On Saturday, Oakland Athletics catcher Bruce Maxwell joined the protest and became the first baseball player to kneel during the national anthem. Meanwhile, Trump also rescinded an invitation to Steph Curry and the NBA champion Golden State Warriors from the White House, triggering similar outrage from the basketball world during media day Monday.

What bothers Rowley, whose service included a stint in Bulgaria and Romania as part of Operation Atlantic Resolve aimed at reassuring NATO allies, is the divisive tone of the conversation and that “there’s no view that’s open to the other view by a large majority of Americans.”

He also feels it’s important that athletes make their opinions known, because “the purpose of a democracy is that people have a voice, you know?”

“Athletes using the platforms they have because of their athletic ability is a positive thing because they can use their platform to enact change for something they believe in, just like politicians do, just like anybody with any type of platform,” Rowley continued. “I think it’s 100 per cent a cop out for people to say athletes should stay in their own lane, actors should stay in their own lane, etc. Those people say that this actor or this athlete needs to stay in their own lane just because they’re saying something that their views don’t necessarily align with mine. People get a little too partisan with their leeway.”

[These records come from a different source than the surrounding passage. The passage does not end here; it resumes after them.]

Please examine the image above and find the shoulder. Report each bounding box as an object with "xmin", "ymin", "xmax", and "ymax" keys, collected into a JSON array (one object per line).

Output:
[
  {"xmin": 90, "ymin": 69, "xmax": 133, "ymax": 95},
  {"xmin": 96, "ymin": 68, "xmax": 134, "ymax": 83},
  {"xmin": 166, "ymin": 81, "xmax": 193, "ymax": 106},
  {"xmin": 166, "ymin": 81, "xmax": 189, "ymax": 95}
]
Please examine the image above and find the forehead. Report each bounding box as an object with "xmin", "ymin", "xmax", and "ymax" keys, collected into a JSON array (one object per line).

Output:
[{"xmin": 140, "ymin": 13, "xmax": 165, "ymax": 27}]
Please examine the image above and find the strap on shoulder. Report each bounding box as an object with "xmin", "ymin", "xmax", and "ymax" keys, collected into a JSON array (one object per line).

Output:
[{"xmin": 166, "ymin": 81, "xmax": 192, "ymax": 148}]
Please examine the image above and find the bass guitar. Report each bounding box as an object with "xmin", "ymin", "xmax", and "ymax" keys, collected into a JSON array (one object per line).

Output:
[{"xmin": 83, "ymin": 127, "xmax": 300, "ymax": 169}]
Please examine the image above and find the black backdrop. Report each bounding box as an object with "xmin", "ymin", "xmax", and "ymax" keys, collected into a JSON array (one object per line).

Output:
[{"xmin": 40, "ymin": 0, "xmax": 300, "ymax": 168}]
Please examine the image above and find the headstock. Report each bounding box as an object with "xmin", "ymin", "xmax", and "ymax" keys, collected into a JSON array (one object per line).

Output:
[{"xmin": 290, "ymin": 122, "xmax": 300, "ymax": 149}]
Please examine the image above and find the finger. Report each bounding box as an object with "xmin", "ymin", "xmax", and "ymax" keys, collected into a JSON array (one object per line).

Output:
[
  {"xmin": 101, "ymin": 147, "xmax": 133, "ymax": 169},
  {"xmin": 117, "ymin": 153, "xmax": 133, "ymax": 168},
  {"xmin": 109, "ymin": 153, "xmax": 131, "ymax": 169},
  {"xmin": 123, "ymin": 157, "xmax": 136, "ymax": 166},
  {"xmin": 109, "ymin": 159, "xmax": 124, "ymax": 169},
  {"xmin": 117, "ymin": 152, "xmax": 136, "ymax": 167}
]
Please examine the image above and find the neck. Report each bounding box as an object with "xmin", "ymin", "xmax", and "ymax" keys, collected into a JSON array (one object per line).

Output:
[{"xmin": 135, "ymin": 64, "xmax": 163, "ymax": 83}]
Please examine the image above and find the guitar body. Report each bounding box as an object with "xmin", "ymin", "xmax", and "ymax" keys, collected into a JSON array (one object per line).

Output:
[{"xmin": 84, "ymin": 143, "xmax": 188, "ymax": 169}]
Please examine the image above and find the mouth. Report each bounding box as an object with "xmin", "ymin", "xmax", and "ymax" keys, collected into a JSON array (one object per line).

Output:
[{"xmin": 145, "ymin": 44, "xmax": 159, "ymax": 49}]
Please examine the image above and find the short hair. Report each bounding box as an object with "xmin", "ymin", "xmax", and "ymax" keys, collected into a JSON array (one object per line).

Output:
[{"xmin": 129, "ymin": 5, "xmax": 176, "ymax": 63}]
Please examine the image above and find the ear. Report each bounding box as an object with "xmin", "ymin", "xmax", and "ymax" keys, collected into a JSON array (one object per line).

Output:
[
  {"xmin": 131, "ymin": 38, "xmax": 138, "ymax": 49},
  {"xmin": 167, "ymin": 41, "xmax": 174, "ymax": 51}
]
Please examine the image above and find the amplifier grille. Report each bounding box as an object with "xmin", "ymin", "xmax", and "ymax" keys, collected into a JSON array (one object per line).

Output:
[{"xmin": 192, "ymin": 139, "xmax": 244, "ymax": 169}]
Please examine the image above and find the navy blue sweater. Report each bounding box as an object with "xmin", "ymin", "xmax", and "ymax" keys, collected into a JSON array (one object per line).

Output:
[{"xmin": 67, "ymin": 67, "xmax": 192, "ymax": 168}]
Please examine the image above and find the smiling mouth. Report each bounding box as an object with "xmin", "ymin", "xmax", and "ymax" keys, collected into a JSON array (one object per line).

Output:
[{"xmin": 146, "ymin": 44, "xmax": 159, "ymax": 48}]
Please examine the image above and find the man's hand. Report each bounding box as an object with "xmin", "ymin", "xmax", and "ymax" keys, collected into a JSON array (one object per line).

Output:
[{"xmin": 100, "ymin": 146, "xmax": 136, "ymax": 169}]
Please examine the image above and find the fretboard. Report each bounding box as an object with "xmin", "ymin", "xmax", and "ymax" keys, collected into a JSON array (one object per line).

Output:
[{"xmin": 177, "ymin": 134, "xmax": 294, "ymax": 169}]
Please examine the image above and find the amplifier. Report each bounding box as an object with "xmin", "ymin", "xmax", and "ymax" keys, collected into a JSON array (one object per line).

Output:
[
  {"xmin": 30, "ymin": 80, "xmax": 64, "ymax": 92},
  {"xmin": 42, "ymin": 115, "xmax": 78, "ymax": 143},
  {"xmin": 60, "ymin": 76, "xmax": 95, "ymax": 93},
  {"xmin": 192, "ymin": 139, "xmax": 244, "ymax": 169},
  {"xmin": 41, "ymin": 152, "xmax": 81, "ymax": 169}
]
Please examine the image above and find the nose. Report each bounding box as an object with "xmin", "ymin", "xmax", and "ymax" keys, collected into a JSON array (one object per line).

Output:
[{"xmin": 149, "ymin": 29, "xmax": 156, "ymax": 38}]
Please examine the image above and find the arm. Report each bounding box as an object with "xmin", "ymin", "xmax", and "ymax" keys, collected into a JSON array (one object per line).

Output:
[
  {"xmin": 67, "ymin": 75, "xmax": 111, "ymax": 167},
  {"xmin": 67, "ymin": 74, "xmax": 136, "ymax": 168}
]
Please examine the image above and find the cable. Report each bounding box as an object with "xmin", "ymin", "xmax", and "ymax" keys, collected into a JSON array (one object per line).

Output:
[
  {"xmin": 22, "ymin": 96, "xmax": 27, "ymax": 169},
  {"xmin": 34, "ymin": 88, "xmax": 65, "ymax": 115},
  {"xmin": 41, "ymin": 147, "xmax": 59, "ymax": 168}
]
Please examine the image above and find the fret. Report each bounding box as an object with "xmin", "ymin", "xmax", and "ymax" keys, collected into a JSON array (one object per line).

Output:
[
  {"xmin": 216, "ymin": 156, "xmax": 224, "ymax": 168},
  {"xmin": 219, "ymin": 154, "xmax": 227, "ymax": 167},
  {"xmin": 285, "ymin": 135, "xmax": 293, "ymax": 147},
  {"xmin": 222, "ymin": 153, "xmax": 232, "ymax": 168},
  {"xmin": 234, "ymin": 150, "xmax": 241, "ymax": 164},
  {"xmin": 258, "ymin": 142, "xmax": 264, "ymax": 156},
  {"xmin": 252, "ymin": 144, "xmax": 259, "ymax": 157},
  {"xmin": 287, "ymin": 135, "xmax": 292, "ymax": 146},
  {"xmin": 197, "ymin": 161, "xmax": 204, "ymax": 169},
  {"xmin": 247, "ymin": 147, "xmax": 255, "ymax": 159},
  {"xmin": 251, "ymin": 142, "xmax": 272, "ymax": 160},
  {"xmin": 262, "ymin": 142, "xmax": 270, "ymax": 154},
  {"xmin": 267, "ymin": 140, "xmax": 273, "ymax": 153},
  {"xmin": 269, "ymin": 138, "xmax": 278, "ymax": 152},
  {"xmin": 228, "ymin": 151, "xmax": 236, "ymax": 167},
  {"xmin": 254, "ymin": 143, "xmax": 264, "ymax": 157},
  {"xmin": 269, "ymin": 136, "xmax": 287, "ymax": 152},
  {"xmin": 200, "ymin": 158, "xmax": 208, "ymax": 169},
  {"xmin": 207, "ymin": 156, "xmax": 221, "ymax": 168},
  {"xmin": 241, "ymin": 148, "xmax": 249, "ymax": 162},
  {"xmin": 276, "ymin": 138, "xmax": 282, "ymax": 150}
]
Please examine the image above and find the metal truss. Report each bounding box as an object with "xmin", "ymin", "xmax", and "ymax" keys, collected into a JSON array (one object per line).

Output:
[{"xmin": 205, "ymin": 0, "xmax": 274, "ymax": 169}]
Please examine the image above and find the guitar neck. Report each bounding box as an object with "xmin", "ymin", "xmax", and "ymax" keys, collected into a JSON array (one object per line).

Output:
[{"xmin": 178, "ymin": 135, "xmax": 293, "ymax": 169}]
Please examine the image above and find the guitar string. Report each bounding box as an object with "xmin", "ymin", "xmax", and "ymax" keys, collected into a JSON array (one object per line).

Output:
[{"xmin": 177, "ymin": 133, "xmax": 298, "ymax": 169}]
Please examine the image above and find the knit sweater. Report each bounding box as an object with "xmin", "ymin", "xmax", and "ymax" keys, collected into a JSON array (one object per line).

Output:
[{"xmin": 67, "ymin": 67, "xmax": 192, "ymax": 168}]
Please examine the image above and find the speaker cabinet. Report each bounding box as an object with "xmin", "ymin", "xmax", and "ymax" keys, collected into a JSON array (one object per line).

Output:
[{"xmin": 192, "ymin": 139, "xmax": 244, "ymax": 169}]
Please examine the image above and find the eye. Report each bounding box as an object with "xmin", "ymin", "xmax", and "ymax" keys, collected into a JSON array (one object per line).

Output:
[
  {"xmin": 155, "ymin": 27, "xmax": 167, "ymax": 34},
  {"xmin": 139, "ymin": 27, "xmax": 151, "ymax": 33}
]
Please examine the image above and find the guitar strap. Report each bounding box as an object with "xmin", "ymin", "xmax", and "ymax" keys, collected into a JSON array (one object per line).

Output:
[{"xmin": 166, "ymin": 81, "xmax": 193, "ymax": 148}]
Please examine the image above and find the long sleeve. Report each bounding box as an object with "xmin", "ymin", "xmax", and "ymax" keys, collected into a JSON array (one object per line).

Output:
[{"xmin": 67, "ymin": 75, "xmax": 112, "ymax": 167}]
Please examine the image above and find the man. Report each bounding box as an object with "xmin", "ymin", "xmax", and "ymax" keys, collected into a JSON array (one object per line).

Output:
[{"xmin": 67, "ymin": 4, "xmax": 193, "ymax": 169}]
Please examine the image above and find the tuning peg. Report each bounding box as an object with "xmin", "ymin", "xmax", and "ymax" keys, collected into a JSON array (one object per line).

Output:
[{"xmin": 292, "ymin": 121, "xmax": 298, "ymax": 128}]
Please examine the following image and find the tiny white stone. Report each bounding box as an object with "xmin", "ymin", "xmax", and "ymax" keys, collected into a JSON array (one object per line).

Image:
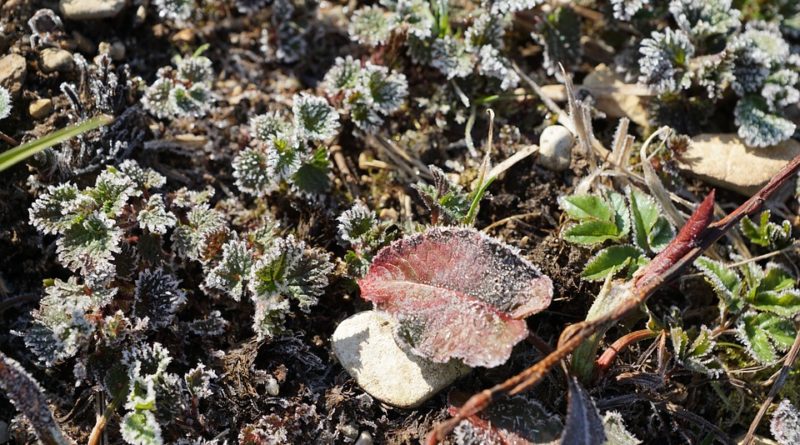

That being said, Rowley feels strongly that any athlete taking a knee during the anthem should be well informed about what exactly they’re protesting against. As a fire support officer in the field artillery branch, his commanding officers demanded that when he came to them with a problem, he also come with a solution.

Anyone protesting should do the same, he argues.

“What I would like to see is athletes taking a knee saying these are my specific issues with certain problems we have in the United States, what can we do to fix it?” said Rowley. “Finding a solution is better than just protesting and bringing up the problem, because if you’re willing to bring up the problem, you should be part of the solution, as well.

“Give me a specific example and I will fight it with you. If it’s just an athlete taking a knee and giving some vague statement about it, then there’s nothing we can really fight together.”

That, of course, has been lost in the shuffle, as amid rising tensions on the Korean peninsula, an ongoing debate on revised health care and a new travel ban stealthily issued Sunday night, the discourse has been hijacked by a highly charged debate over anthem protests.

In turn, the issues initially raised by Kaepernick have been largely ignored amid the debate over whether or not the way the athletes are protesting is disrespectful to the country.

“They’ve been clear it’s not a disrespect to veterans, to the flag. They see a problem and that’s their way of addressing the problem. Their method of doing it is their own choice,” said Rowley. “If I wanted to enact social change, would I take a knee during the national anthem? Absolutely not. But I have a different background. I’ve served and I think that would be taken very differently. If that’s the way they want to raise awareness and create momentum for social change of a problem they see in the country, I don’t have a problem with it.”